Jonathan Stern

Get up on stage and start performing

Twitter is a humbling place. One day, I pour my heart into an essay, release it into the wild, and watch in awe as Amjad Masad (Replit CEO) retweets it—twice. 125K views. Nearly 500 likes. It feels like I'm on top of the world. Two days later, I work even harder on a different piece. A part of me thinks a million views is in reach this time. When I hit “tweet”... crickets. 80 views total. 0 likes.

The magic of creating in public is that you open yourself up to instantaneous feedback from a global audience. It still boggles my mind that I can post something at 2 a.m. while I can’t sleep in Boston, and receive a reply from a complete stranger in India just seconds later. What an extraordinary world we live in. Of course, this isn't always a healthy dynamic. Sometimes, the feedback is vicious. But on the whole, I believe it's fantastic. Feedback is fuel.

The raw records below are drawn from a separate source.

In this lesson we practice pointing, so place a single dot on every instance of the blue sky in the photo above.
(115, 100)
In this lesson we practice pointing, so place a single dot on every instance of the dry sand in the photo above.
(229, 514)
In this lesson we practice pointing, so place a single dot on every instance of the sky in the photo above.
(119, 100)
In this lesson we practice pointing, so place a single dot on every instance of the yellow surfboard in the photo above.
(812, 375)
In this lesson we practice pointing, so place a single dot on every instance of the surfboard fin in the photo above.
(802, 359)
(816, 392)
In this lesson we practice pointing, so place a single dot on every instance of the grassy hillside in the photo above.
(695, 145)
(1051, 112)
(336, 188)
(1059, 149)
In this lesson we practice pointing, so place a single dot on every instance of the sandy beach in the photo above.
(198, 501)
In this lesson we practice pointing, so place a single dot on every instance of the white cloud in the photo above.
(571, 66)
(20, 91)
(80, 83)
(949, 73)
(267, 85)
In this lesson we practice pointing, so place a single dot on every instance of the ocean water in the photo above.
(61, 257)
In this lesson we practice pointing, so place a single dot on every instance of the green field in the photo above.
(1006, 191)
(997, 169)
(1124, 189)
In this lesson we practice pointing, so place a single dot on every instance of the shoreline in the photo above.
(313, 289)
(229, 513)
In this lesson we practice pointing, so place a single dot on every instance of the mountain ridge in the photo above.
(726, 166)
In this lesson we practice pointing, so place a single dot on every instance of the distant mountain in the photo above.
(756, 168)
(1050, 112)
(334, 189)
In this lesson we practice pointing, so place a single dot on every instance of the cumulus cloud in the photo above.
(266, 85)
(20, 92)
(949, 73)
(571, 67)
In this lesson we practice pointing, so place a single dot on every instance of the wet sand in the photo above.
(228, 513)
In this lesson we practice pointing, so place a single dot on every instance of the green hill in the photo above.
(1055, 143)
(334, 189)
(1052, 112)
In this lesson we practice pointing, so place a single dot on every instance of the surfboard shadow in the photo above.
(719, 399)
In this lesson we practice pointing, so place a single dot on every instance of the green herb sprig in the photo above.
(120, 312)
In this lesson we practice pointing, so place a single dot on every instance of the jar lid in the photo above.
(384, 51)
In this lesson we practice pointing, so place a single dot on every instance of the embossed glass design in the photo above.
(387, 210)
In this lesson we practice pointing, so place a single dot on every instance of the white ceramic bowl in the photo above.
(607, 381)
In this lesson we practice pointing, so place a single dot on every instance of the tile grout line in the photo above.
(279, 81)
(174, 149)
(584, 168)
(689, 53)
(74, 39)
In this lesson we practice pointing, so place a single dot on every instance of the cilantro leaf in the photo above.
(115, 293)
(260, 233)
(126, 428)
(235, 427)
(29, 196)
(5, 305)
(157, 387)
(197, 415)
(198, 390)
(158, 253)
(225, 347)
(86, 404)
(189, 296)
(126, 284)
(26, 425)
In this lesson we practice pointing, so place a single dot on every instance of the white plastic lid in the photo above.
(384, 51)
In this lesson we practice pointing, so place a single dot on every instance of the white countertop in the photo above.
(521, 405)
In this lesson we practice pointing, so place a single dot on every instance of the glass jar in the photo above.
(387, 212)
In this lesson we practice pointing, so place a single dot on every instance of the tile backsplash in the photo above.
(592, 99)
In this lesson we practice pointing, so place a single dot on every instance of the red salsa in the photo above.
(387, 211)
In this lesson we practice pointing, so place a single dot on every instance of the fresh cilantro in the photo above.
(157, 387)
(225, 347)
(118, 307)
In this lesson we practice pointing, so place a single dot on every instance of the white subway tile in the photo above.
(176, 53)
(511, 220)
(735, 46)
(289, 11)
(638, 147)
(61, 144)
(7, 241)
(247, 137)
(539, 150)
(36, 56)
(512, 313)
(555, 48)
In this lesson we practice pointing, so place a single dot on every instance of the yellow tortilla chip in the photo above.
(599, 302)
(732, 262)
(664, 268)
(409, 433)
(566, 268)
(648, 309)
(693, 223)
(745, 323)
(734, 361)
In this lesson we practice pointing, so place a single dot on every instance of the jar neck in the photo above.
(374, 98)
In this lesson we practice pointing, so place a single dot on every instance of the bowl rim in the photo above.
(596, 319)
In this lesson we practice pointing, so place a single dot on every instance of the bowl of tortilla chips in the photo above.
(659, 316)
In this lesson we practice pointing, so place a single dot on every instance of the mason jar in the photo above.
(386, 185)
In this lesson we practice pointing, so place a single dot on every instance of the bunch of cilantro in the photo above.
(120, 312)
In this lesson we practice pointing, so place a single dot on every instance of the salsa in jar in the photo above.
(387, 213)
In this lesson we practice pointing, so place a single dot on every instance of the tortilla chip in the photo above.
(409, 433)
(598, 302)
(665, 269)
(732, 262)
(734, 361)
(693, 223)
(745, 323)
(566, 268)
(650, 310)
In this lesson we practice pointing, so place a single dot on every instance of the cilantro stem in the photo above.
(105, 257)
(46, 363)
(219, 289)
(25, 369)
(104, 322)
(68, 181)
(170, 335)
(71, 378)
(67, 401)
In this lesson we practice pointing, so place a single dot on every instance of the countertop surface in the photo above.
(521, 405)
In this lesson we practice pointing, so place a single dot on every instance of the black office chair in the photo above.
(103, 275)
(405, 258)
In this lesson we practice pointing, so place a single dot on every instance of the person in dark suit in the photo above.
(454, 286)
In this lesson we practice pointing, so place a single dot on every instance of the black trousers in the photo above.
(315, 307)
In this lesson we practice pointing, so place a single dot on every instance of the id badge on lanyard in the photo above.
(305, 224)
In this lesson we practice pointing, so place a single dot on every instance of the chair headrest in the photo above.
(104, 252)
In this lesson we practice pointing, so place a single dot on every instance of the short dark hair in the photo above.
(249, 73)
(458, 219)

If you want to master a craft, stop dreaming about it. Get up on stage and start performing. You will almost certainly bomb the first time. But everyone bombs! The greatest comedians of all time have endured soul-crushing silence, jeers and heckles and walk-outs. They bombed in the beginning, and they continue to bomb today. (Just ask Seinfeld, who has dedicated countless segments on Comedians in Cars Getting Coffee to the pleasures and pains of bombing.) The best in the business—they've all bombed hard! But the more you do something, the better you'll be and the less you'll bomb.

I’ve now written an essay each of the last 11 days and posted it on Twitter for the world to see. On many of those days I’ve gotten not a single like. I've bombed big! What I’ve learned is that it’s really HARD to produce something valuable. But I’m going to keep trying. For one, the act of writing itself is the most stimulating thing I've done in ages. Beyond that, it's just so powerful to publish in public. Sure, it stinks when an essay flops, but mainly it's fuel for next time.

In the words of @prakhesar, "life is interesting because you're always a zero at something. Incremental improvements are addictive, when starting from zero, you must find out the quickest way you can get positive feedback." Last week, I was a zero. Today, maybe a one. Onwards and upwards from here.